For 2020, the HSA limit is $3,550 for individuals and $7,100 for families. If you are over age 55, you can contribute an additional $1,000.
Health insurance Marketplaces, also known as exchanges, are a key part of the health reform law.
A Marketplace is an online website set up in each state that allows people to enroll in a health insurance plan. You can compare health plans and prices in a Marketplace and find a plan that's right for you. You'll also be able to find out if you qualify for government subsidies to help pay for a plan's premium. You must shop for a health plan during the annual open enrollment period unless you have a qualifying event, such as a job loss, that allows you to have a special enrollment period.
In a Marketplace, you can also find out if you qualify for Medicaid or government programs like the Children's Health Insurance Program (CHIP). If you are eligible, you can enroll in Medicaid and CHIP at any time during the year.
"Pre-existing condition" is a term you may have encountered when trying to get health insurance. It refers to a medical condition that you had before you tried to enroll in an insurance plan. Traditionally, preexisting conditions have been used by insurance companies as a reason to disallow coverage for that condition. However, insurance companies are no longer allowed to deny you coverage or charge you more for a plan because you have a preexisting condition unless you try to enroll in a short-term health insurance plan -- one that covers you for less than a full year.

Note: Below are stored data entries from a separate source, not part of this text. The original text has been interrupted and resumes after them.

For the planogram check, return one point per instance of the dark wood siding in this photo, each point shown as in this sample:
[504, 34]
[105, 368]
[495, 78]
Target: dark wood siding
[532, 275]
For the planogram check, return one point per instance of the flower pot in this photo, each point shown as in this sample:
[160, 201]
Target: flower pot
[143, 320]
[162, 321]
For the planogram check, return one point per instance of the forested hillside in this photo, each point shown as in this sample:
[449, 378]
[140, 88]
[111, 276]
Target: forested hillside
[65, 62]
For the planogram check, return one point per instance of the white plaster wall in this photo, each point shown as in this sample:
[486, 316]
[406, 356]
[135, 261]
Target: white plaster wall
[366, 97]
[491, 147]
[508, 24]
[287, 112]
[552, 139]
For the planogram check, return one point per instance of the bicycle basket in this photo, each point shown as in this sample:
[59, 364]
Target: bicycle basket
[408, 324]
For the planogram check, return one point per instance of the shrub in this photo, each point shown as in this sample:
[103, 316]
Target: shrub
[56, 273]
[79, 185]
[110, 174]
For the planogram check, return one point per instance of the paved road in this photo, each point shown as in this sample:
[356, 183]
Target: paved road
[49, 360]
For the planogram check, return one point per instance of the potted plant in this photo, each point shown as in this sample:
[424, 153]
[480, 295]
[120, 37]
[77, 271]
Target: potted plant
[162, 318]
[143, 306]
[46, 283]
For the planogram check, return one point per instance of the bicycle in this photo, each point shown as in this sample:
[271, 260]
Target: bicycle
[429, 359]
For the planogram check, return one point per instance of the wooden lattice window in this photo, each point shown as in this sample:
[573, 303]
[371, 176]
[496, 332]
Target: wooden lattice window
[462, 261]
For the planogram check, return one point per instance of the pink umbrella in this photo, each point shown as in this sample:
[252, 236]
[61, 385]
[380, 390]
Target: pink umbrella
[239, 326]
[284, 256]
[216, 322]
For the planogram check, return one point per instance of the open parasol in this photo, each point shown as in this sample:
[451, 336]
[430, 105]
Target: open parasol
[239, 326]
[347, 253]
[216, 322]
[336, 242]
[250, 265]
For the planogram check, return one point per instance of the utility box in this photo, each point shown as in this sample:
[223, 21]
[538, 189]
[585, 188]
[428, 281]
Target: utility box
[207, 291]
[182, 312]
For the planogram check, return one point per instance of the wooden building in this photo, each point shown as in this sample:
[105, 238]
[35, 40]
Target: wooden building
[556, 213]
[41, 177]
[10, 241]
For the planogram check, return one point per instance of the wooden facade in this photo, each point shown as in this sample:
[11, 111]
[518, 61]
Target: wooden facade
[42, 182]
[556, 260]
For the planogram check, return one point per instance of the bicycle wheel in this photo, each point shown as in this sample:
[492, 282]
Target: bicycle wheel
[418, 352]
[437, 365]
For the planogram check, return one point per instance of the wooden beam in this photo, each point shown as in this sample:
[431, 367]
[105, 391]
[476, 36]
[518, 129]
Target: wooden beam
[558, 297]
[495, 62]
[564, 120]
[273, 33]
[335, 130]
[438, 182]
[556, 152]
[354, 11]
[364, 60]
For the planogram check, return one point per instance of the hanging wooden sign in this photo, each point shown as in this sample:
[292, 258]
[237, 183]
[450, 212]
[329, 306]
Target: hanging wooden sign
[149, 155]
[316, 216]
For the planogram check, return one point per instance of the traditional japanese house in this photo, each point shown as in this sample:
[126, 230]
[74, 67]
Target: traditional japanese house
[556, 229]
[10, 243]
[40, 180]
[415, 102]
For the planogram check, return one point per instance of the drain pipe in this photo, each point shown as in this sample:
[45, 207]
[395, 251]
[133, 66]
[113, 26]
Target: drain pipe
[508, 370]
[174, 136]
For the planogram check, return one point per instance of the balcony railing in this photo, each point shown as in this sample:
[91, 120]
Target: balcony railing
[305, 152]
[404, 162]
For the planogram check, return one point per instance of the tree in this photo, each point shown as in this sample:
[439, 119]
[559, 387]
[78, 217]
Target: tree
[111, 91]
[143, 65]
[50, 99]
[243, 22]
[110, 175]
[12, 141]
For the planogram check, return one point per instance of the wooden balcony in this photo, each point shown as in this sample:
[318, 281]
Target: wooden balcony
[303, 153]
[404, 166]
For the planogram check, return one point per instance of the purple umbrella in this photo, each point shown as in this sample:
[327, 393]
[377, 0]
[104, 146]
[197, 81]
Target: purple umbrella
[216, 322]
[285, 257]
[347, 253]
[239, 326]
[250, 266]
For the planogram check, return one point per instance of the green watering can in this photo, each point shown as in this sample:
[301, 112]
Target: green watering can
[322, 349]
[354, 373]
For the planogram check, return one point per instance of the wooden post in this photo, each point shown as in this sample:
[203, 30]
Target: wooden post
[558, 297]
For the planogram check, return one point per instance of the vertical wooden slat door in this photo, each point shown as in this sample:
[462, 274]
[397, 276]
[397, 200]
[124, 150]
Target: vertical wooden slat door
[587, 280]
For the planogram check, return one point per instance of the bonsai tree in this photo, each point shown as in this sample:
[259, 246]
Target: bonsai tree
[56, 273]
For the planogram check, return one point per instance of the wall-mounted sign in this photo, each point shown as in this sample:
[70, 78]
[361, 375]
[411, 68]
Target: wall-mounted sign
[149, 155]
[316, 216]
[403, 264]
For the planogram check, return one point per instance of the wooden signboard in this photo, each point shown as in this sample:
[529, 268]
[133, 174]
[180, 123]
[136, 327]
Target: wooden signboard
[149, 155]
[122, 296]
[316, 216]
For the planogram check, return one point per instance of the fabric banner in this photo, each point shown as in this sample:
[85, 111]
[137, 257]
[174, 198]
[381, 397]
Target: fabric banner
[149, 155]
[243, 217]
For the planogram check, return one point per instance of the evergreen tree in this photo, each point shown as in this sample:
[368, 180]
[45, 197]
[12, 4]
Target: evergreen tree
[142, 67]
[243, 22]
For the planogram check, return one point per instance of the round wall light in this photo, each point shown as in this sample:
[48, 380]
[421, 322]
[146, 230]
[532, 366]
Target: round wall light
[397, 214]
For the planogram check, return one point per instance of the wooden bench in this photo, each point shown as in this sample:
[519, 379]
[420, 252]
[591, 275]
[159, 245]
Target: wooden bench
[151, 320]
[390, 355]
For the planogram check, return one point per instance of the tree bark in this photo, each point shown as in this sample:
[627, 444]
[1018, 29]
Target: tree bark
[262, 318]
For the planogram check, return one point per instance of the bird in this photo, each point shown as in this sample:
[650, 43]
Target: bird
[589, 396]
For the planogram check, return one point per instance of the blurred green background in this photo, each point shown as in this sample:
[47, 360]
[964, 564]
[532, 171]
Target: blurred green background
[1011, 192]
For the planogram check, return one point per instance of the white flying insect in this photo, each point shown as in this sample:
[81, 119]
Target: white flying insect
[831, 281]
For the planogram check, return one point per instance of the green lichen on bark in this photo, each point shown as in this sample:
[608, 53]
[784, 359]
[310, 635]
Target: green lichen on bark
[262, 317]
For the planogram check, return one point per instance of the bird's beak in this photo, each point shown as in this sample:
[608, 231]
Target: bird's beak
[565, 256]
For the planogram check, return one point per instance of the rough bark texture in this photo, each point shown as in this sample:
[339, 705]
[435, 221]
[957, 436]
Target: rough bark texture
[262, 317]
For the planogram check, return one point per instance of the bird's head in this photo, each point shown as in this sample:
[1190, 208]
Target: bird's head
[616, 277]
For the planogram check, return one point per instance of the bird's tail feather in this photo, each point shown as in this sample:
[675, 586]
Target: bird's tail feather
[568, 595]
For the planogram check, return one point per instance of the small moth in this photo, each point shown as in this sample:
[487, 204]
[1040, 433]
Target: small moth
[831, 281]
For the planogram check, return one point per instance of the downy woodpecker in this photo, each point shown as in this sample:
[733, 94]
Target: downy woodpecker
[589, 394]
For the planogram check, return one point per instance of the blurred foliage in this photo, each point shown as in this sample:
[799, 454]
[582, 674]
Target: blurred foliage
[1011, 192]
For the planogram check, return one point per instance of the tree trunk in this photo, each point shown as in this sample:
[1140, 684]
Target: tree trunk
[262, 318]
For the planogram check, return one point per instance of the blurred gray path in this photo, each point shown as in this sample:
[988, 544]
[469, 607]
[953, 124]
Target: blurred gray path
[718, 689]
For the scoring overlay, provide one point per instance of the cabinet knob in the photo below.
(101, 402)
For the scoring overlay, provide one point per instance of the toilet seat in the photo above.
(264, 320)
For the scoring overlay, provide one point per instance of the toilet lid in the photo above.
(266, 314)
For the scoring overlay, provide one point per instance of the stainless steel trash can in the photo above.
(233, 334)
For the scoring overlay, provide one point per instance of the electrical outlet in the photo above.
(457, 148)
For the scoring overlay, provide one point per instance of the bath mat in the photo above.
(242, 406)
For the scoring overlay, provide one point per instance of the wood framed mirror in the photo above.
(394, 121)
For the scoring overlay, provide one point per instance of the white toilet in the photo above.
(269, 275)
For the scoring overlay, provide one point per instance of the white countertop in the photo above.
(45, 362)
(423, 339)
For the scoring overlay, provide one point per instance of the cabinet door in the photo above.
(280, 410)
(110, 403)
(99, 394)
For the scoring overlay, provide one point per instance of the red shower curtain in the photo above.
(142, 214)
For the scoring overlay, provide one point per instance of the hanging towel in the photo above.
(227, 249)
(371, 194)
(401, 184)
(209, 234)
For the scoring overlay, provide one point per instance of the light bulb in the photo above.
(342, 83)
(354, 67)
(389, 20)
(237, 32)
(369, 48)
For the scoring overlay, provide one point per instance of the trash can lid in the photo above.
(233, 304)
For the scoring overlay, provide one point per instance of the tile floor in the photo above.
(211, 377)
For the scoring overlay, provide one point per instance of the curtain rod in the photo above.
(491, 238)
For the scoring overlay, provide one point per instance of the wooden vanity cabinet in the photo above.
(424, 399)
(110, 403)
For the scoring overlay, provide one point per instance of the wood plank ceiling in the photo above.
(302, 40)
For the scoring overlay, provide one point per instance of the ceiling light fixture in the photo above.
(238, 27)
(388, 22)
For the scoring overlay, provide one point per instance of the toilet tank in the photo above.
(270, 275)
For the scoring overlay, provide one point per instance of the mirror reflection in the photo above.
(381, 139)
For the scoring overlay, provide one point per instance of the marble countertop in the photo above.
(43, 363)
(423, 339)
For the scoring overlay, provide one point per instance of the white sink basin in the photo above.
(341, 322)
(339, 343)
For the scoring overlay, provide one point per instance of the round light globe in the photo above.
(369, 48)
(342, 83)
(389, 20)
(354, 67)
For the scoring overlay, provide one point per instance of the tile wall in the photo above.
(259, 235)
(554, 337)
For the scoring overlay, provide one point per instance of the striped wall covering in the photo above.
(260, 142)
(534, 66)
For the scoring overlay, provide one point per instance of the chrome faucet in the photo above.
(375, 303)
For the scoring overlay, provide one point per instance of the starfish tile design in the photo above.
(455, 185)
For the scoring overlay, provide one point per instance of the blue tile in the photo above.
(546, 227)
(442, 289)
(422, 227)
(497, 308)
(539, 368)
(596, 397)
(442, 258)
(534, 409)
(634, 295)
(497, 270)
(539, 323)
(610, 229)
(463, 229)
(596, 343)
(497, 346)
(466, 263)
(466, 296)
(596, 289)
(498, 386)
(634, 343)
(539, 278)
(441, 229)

Preferred Provider Organization (PPO)
A PPO is a type of health plan that provides health care coverage through a network of providers. If you have a PPO, you likely will pay much less for medical service from in-network providers than for service from out-of-network providers.
Short-Term Health Plans
Short-term healthplans are plans that provide insurance for less than 12 months. The monthly premium may be cheaper than a regular health insurance plan; however, they dohave to provide the protections and benefits of other health plans. This means for example, that they can exclude or deny coverage for pre-existing conditions and they may not include all the essential health benefits. These plans cannot be purchased through the health insurance Marketplaces and are not eligible for any premium subsidies. You might consider one of these plans if you have a temporary loss of insurance because you are in between jobs, but read the plan’s terms and conditions carefully before buying one.